Людвиг обнял сына, прижал его мокрую голову к своей груди. Он не знал, что будет завтра. Не знал, как будет кормить семью и лечить младшего. Знаний у него не было – только сильные руки, привыкшие к тяжести, да наука как быстрее лишить человека жизни. Может, станет грузчиком? Или могильщиком? Страшно. Голодно. Безнадежно.Людвиг подошел к сыну, встал перед ним на колени прямо в грязь. Руки его дрожали, но не от холода. – Папа? – прошептал Карл, глядя на пустые руки отца и на реку. – Топор… как же мы…
Но глядя в широкие, испуганные, но живые глаза старшего сына, Людвиг впервые за долгие годы почувствовал нечто, похожее на легкость. Груз, тянувший его ко дну, исчез. Вместе с топором. Вместе с тенями.
– Не бойся, – хрипло сказал он, поднимаясь и беря сына за руку. Дорога домой была долгой и мокрой. Он не знал ответа на вопрос Карла. Он не знал, спас ли он душу – свою или сына. Но он знал одно: топор утонул и он больше не отнимет ничей жизни.

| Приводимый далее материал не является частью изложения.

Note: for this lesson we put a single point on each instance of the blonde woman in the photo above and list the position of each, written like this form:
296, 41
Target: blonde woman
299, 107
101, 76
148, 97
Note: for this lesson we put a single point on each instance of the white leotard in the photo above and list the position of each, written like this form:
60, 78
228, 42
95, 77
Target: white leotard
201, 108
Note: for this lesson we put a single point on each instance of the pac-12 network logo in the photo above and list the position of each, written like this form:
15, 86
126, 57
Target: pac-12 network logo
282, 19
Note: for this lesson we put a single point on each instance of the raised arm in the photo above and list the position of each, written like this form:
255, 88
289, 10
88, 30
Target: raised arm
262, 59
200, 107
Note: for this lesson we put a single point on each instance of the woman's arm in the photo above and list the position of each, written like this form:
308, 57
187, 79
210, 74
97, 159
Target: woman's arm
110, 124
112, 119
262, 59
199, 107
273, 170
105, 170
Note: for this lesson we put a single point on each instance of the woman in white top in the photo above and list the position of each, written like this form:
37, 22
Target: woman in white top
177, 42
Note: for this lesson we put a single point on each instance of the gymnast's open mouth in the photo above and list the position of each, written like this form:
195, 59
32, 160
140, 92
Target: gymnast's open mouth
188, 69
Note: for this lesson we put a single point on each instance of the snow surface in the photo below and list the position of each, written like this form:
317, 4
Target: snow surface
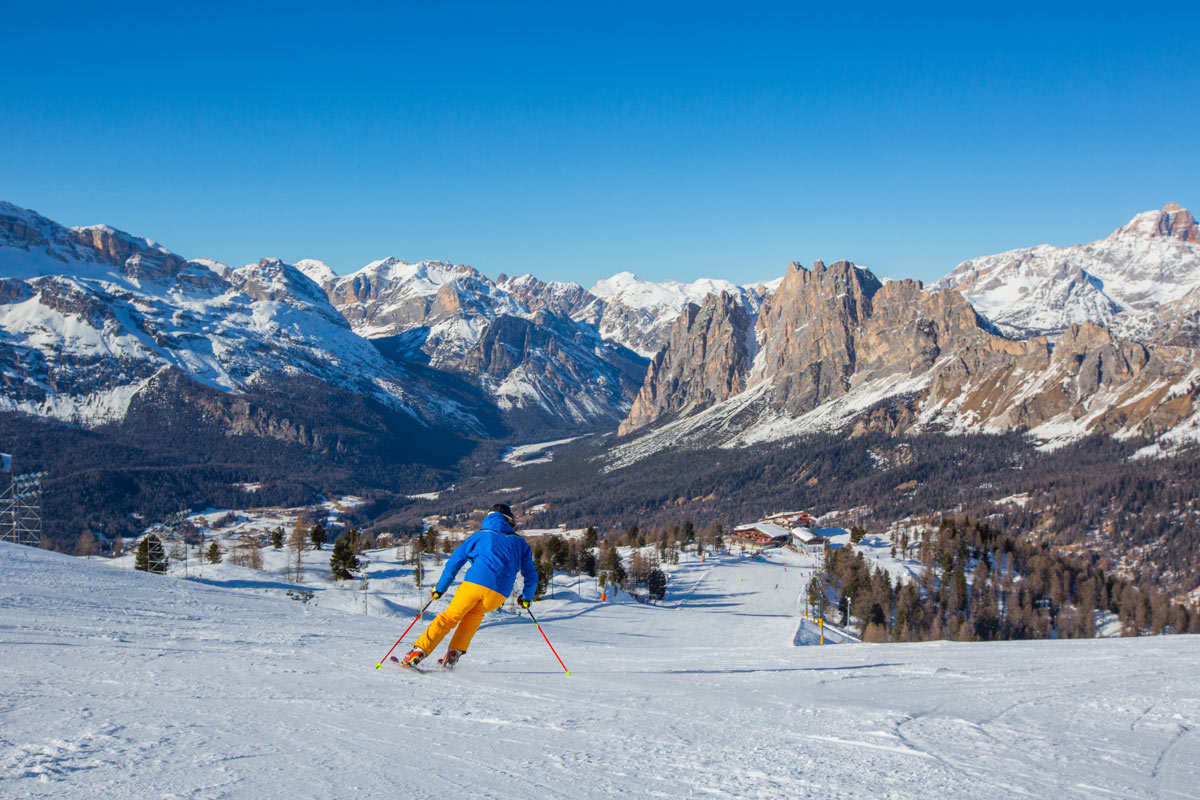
535, 453
129, 685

И это был первый шаг в неведомое, страшное, но чистое завтра. Дождь струился по его лицу, смешиваясь с чем-то соленым. Он шел, крепко держа руку сына, впервые за долгие годы не чувствуя на плечах незримой тяжести мертвых. Только холодный ветер и слабый, как первый луч сквозь тучи, проблеск чего-то, что могло быть надеждой. Или просто облегчением. А дома его ждал чудом выздоровевший младший сын, играющий с пучком странной травы.
Судья, чернила и совесть
Дождь стучал в высокое, зарешеченное окно кабинета судьи Готфрида фон Лера. Воздух пах сыростью, пылью старых фолиантов и чем-то еще – незримой горечью неправых, но угодных власть имущим, решений, въевшихся в дубовую столешницу.
Готфрид сидел, откинувшись в кресле, пальцы висли над пергаментом. Приговор. Очередной. Молодой подмастерье, Ульрих, обвиненный в краже серебряной ложки у мастера-ювелира. Свидетели – сам ювелир и его пьяный приказчик. Алиби Ульриха – его слепая бабушка – судом не принято. Закрытое дело. Быстрое. Нужное.

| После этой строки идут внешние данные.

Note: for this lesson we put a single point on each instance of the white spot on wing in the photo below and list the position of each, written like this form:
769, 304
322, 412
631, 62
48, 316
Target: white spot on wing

Судья вздохнул, звук сухой, как шелест страниц в архиве.
Он взял гусиное перо, обмакнул в тяжелую чернильницу из оникса – подарок Герцога за "усердие". Его рука, привычная к шершавой поверхности пера, почти не дрогнула. Судья поставил дату. Начал выводить имя: "Ульрих, сын Мартина…" Чернила, густые и черные, как смоль, легли на пергамент.
И вдруг… они поплыли. Не растекаясь кляксой, нет. Чернила струились, извиваясь, как живые, формируя контуры… лица. Молодого, испуганного, с широко открытыми глазами. Лица самого Ульриха, каким Готфрид видел его сегодня на скамье подсудимых. На мгновение, в чернильной тени, мелькнул даже образ слепой старушки, тянущей руки к единственному внуку.

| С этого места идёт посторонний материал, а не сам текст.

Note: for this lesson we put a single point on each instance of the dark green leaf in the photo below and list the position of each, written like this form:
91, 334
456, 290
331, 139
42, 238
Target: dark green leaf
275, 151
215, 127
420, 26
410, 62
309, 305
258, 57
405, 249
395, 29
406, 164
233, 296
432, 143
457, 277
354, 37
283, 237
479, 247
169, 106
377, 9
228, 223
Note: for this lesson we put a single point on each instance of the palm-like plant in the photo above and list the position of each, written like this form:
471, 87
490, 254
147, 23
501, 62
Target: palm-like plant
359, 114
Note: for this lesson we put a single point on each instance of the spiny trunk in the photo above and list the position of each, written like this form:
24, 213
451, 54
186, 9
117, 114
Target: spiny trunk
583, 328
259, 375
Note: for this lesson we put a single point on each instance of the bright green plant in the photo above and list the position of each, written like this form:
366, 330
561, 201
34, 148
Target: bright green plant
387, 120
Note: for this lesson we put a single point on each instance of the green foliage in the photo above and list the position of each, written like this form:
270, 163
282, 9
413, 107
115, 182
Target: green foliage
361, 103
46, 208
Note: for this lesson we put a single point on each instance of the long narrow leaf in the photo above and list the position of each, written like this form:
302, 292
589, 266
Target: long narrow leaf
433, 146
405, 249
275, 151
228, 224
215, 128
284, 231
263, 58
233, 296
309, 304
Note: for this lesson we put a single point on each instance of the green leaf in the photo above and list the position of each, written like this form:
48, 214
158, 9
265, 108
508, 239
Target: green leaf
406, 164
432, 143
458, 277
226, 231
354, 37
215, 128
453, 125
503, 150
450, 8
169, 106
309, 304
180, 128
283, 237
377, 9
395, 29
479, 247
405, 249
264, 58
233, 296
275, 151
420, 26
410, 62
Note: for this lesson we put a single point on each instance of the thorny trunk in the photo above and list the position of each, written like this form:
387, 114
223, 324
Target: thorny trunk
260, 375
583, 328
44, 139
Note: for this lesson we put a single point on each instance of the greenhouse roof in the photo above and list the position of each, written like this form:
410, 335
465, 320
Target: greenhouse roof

Готфрид резко отдернул руку. Перо упало, оставив на дорогом персидском ковре кроваво-черную каплю. Судья зажмурился, провел ладонью по лицу, ощущая грубую кожу и глубокие морщины под глазами. Усталость. Или тот проклятый ревматизм, в этом проклятом городе?
Он открыл глаза. Чернила снова были просто чернилами. Имя "Ульрих" лежало на пергаменте четко и ровно. Готфрид подписал приговор коротким, резким росчерком. "К повешению.". Просто работа и судейский долг перед обществом и властьимущими. Судья запечатал документ сургучом с гербом города – орлом, сжимающим меч и весы, у которых одна чаша явно перевешивала.
Его дом был каменным, солидным, но пропитанным сыростью как весь этот проклятый город. Дом судьи стоял на тихой улочке, где даже крики пьяниц казались приглушенными.